I think the accuracy of 1 -- perfect prediction on the test cases -- is a bit suspicious. It needs to be explained.
The output of the model is the normalized logits from the softmax operation. I used the cross-entropy loss to optimize the MLP parameters. For evaluation, in two class classification, a threshold is commonly used to assess the classification accuracy in terms of correct_prediction/total_predictions, where a prediction is correct if the output from the sigmoid is above a specific threshold(say 0.7). In my case (multi-class classification), I used the argmax from the softmax operation to assess which class to pick. I do agree that this is a bit strange, I looked through the R-GCN paper for what kind of accuracy they used, but they didn't specify it.
I think that using classification accuracy can be misleading as if 90% of the dataset is of class A, then it's easy for the model to produce 90% accuracy. I think also showing the cross-entropy-loss from each experiment might clarify that issue and give a measure that accounts for accurate probabilistic predictions.

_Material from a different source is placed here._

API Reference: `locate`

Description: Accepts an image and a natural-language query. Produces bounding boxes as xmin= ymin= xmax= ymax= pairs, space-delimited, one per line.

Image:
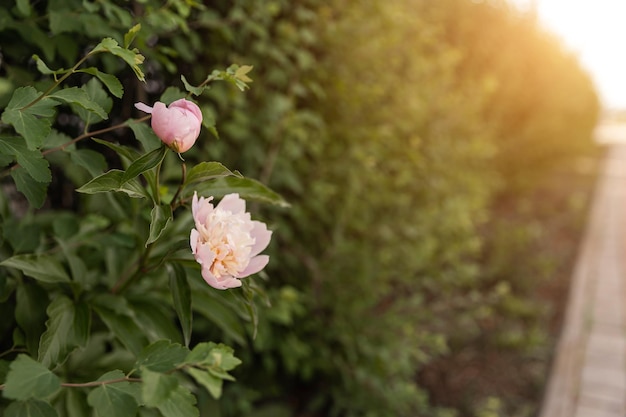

Another thing that can be important to note is that the Dirichlet distributions are parameterized with the vector alpha prior to training. Thus the MLP is practically learning how to interpret the probability distributions (thus why I sample multiple times from each distribution). I think the fact that the Dirichlet distribution is parameterized prior to training is why the classification accuracy is so high.
I don't know what "parameterized prior to training" means. In any case, please include a brief description of the results in the page (rather than replying here). My goal is to get a better page rather than trying to have a long discussion.
Is it possible to get the accuracy of picking the mode? (Or whatever is the optimal prediction for your measure). The reason that I thought that might be low is that the other results are not that high. And 100% is a lot better than 80%!